The Regicide Brief.  Geoffrey Robertson.  Pantheon Books/New York.  2005.

Liberty, December 23, 1801.

July 24, 2009

Once upon a time there was a sailing ship – a two masted bark to be exact – named the U.S.S. Liberty.  An image of this ship was indelibly affixed to the side of a creamware pitcher made shortly after December 23, 1801.

The ship was there because of the technique of transfer printing (ceramic decals), mastered in the early 1760’s by John Sandler and Guy Green of Liverpool, England.  Transfer print creamware from Liverpool was all the rage in the United States from independence till after the War of 1812.  That war’s embargo and its economic havoc ultimately destroyed Liverpool’s potters, and helped Staffordshire become “Pottery to the World.”  But that’s another story…

So there, on December 23, 1801, was the U.S.S. Liberty.  It’s flag proudly flying.  Then came December 24, 1801.  The Liberty was ravaged, dismasted in bloody battle.  This can be surmised because, turning the pitcher around, that scene is revealed on the other side.

My question is, Who ordered this pitcher to be made?  The captain’s widowed wife?  The captain of the other ship involved?  Who, or what, did this ship encounter?  Does the pitcher commemorate a defeat?  Or a victory?  Was it even a real event, or simply an allegory?

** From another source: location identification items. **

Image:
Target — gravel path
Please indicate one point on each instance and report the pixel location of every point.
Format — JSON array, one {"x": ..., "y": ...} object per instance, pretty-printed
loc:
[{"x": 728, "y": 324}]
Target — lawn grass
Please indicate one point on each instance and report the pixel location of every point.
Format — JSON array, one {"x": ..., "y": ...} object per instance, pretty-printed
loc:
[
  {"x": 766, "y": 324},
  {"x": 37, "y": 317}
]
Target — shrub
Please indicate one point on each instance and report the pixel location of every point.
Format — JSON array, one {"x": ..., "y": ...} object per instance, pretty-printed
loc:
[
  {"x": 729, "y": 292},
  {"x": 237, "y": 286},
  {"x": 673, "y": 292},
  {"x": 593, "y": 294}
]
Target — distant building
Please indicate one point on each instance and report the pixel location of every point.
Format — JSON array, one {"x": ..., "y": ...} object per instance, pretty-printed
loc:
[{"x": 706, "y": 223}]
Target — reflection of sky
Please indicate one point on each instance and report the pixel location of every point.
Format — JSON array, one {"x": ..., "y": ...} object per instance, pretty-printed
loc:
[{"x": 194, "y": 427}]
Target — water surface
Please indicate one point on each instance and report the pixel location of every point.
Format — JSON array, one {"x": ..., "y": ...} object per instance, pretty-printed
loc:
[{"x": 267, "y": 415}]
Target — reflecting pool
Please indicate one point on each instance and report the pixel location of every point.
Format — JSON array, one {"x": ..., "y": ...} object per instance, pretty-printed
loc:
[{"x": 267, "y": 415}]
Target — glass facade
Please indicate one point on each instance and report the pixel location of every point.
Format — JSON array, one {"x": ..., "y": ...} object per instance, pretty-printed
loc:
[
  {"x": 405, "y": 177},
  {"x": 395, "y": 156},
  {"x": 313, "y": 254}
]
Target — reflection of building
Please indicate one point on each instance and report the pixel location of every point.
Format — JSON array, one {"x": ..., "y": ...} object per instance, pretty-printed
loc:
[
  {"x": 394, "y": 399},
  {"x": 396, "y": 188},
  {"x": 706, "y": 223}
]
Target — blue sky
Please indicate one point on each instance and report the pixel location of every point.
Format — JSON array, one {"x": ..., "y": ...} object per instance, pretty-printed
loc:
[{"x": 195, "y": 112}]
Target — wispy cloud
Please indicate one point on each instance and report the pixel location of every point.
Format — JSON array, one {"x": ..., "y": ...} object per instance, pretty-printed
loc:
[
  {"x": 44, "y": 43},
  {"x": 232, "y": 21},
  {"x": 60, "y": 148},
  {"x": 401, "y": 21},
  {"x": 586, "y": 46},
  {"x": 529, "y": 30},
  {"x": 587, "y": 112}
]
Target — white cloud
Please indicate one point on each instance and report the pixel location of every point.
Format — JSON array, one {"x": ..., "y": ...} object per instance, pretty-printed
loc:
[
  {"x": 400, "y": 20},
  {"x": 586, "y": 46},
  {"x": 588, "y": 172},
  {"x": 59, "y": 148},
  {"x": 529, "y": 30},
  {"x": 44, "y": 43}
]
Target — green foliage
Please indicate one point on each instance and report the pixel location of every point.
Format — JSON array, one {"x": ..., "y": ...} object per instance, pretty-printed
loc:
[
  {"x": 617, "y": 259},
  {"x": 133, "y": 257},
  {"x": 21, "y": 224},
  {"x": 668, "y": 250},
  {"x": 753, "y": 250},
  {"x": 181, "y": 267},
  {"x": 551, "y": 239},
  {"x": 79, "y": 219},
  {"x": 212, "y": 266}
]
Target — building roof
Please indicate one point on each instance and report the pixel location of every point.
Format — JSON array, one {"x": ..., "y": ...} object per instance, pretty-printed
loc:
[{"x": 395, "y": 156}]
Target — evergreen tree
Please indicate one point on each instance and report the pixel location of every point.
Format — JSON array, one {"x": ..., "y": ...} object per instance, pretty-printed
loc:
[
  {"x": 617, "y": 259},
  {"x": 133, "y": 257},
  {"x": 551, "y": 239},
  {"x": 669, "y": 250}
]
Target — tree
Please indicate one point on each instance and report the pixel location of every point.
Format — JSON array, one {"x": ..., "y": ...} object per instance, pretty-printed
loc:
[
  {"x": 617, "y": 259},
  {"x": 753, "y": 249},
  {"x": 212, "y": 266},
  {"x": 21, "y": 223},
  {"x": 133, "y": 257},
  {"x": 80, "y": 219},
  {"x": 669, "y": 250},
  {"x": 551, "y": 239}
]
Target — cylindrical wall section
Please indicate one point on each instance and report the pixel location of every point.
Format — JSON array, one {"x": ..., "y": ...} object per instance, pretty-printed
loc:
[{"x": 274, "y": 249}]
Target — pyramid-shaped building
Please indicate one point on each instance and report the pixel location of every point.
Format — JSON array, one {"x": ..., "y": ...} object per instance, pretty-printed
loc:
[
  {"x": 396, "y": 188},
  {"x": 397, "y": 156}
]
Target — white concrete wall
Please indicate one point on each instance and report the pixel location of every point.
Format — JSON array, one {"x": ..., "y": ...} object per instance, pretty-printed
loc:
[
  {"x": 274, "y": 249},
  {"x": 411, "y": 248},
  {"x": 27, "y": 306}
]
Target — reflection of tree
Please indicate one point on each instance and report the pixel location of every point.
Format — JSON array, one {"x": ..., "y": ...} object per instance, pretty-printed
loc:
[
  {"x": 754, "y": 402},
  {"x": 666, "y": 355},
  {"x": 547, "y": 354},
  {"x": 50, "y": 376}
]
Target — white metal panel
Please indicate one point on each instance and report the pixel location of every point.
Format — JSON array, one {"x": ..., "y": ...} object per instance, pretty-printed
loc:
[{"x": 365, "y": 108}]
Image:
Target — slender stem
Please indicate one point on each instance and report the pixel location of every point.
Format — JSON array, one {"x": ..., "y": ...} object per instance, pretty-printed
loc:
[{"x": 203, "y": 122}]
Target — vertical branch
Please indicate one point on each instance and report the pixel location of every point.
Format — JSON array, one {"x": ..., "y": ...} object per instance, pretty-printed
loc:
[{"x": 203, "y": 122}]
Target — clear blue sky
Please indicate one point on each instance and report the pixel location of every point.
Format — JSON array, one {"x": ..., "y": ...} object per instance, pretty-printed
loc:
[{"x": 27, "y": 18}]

In any event, the thing I like about this pitcher is that by asking such questions, I feel I am brought closer to the lives of the people who made and used these items.  I believe that contemplating pottery down through the ages makes this a particularly enjoyable exercise.

Liberty 23 December Pitcher Liberty 24 December

Reading:
Anglo-American Ceramics, Part 1.  Transfer Printed Creamware and Pearlware for the American Market, 1760-1860. David and Linda Arman.  Oakland Press/Portsmouth, RI.  1998.